The hidden energy cost of AI-generated video

The hidden energy cost of AI-generated video
When we talk about the environmental footprint of digital technologies, streaming services and cryptocurrency mining usually dominate the conversation. But a new wave of research is showing that generative AI — particularly video generators — may be demanding far more electricity than expected.

A recent study by Hugging Face researchers revealed that the energy requirements of text-to-video systems scale dramatically as clips get longer. Doubling the video length doesn’t just double the power draw — it quadruples it. A six-second video requires roughly four times the energy of a three-second one. That exponential growth paints a troubling picture for the future of AI-driven media creation.

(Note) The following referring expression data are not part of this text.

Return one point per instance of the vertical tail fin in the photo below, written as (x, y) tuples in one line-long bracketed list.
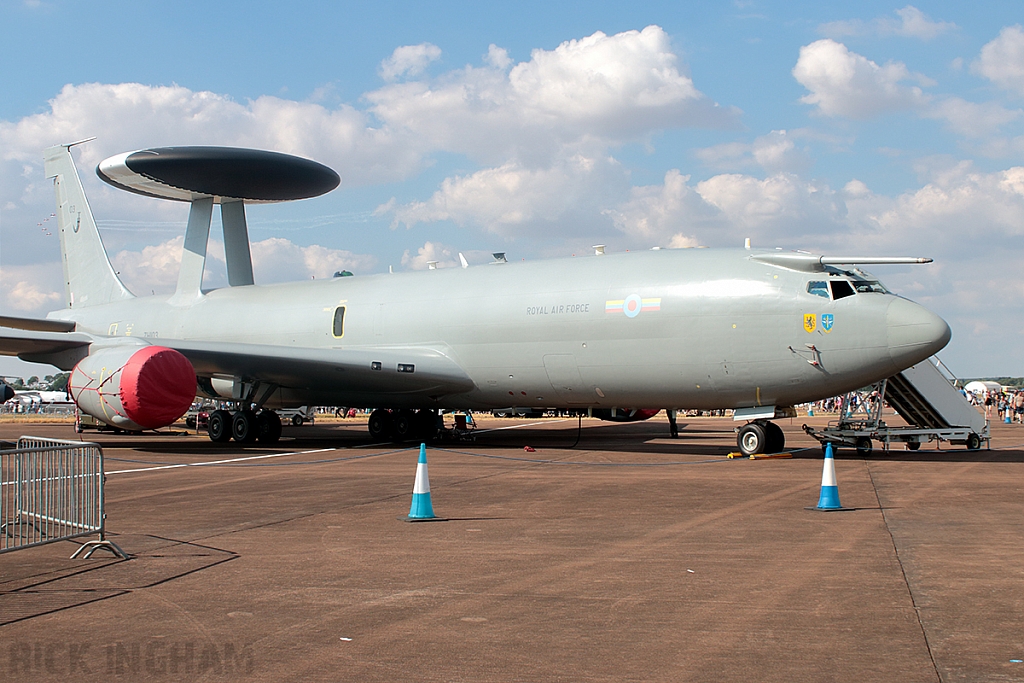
[(89, 279)]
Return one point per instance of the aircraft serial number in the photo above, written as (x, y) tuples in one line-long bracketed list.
[(560, 309)]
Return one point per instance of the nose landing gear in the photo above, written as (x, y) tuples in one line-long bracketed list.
[(760, 436)]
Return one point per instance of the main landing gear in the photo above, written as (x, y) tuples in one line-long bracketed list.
[(245, 426), (760, 436), (403, 425)]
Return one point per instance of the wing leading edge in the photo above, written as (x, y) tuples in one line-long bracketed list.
[(386, 372)]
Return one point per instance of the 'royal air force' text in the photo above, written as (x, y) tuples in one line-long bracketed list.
[(559, 309)]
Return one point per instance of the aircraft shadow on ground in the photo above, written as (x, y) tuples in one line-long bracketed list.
[(636, 437)]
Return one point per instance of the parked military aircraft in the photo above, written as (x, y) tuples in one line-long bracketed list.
[(613, 334)]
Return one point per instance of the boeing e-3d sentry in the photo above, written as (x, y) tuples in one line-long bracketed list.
[(751, 330)]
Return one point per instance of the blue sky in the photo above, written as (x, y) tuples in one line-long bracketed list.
[(541, 128)]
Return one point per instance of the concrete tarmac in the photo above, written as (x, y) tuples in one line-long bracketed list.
[(628, 557)]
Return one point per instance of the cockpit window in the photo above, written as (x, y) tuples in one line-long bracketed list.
[(817, 288), (868, 286), (841, 289)]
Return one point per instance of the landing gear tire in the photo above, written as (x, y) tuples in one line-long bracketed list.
[(268, 424), (426, 424), (218, 426), (245, 427), (404, 425), (380, 425), (775, 439), (752, 438)]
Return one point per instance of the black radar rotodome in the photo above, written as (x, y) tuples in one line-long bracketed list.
[(228, 172)]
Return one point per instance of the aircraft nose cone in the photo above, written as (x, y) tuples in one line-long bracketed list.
[(914, 333)]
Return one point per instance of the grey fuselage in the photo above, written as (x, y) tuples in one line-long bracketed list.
[(687, 329)]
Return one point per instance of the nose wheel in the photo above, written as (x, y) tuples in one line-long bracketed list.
[(758, 437)]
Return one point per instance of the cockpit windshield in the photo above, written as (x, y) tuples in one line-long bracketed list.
[(869, 286)]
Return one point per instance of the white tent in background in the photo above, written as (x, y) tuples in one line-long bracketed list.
[(981, 386)]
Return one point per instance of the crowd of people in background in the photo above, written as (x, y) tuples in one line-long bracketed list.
[(1006, 406)]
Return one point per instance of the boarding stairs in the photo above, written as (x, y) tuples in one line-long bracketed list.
[(927, 396)]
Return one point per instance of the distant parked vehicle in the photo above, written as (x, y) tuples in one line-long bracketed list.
[(297, 416)]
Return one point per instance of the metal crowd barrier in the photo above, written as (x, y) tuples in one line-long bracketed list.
[(52, 491)]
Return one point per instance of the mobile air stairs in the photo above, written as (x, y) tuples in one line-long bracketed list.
[(924, 395)]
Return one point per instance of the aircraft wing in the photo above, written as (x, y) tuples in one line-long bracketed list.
[(36, 342), (392, 371)]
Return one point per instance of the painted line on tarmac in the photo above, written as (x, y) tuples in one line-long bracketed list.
[(219, 462)]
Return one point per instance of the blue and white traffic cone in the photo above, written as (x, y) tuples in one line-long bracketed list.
[(828, 500), (422, 510)]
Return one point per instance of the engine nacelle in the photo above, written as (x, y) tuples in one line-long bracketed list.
[(625, 414), (134, 387)]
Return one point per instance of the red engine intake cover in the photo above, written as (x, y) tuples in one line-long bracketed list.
[(158, 386)]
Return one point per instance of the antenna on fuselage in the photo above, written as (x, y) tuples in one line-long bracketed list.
[(228, 176)]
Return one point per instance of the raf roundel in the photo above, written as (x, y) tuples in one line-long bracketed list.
[(632, 305)]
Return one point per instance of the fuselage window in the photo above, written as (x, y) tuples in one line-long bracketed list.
[(817, 288), (339, 322), (841, 289)]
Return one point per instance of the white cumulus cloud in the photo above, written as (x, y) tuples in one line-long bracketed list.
[(847, 84), (409, 60)]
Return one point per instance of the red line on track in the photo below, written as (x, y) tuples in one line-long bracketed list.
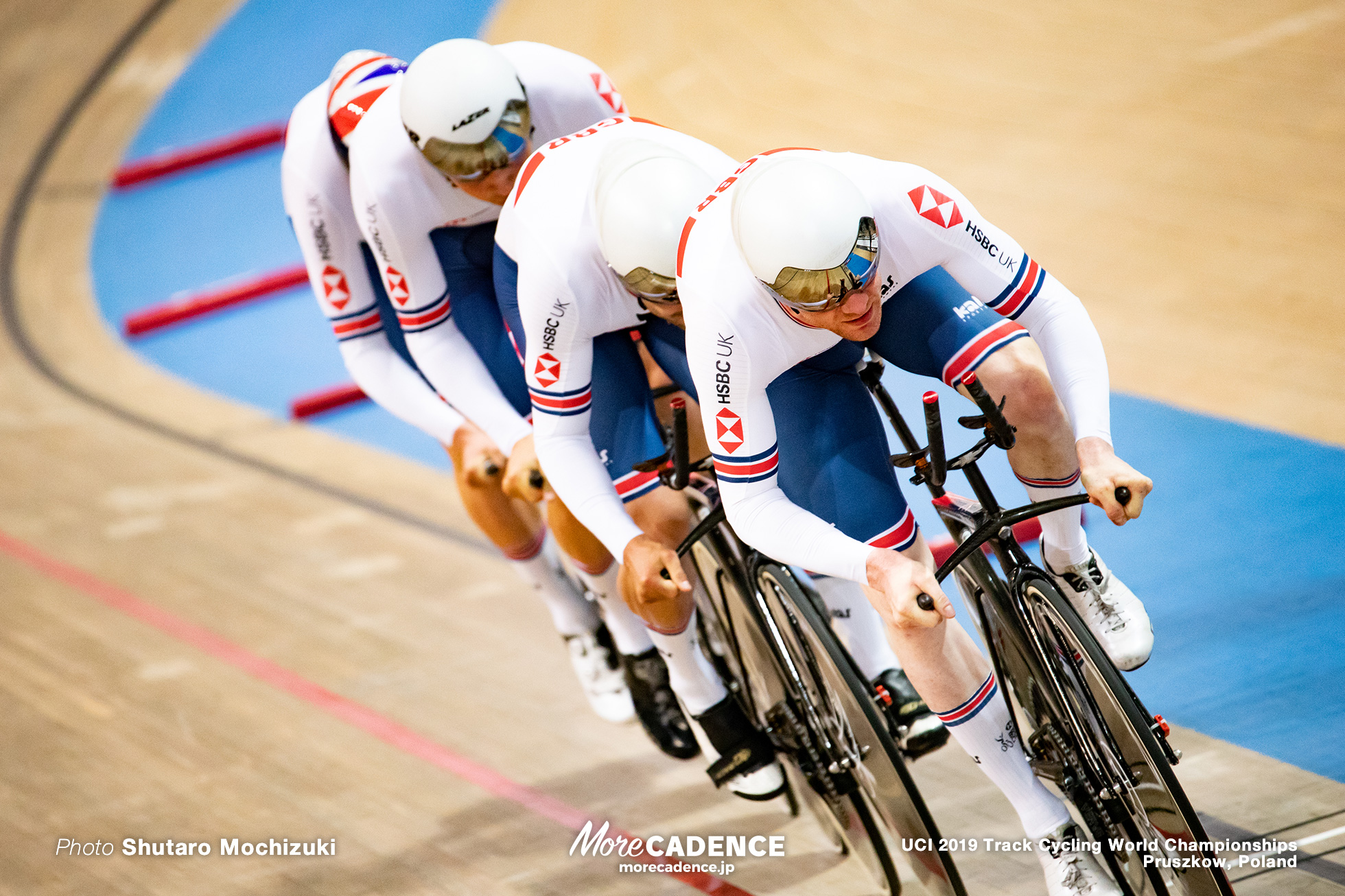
[(325, 400), (204, 303), (347, 711), (175, 161)]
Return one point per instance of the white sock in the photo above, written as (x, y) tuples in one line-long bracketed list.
[(571, 613), (629, 631), (690, 674), (858, 624), (985, 731), (1063, 541)]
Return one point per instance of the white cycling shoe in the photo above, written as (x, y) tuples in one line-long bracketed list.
[(1112, 613), (1071, 869), (600, 674)]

As the team noted, the structural inefficiency of current video diffusion pipelines is a major factor. Generating images is already energy-intensive, with a single 1,024 x 1,024 output burning through about as much power as running a microwave for five seconds. But scaling to video takes things to another level. Producing just a five-second AI video clip consumes the equivalent of running a microwave for more than an hour. And the longer the output, the worse the curve gets.

These findings, reported in Futurism, suggest “rapidly increasing hardware and environmental costs” as generative video tools become mainstream. With companies like Google boasting tens of millions of AI-generated clips from products such as Veo 3, the aggregate impact is hard to ignore. In its own 2024 environmental report, Google acknowledged that its carbon emissions rose 13 percent year over year, driven in large part by its investment in AI infrastructure — a setback to its pledge of net-zero emissions by 2030.

The problem isn’t without potential mitigations. Techniques like intelligent caching, reusing generations, and pruning inefficient data can cut some of the waste. But whether those optimizations will meaningfully offset the surge in power consumption is still uncertain. Already, AI accounts for about 20 percent of global datacenter energy use, according to recent estimates.

As demand for longer, higher-quality AI-generated content grows, the urgency to redesign these systems around efficiency will only intensify. Without a shift in how these tools are built and deployed, the environmental costs of synthetic media may prove far greater than most of us realize.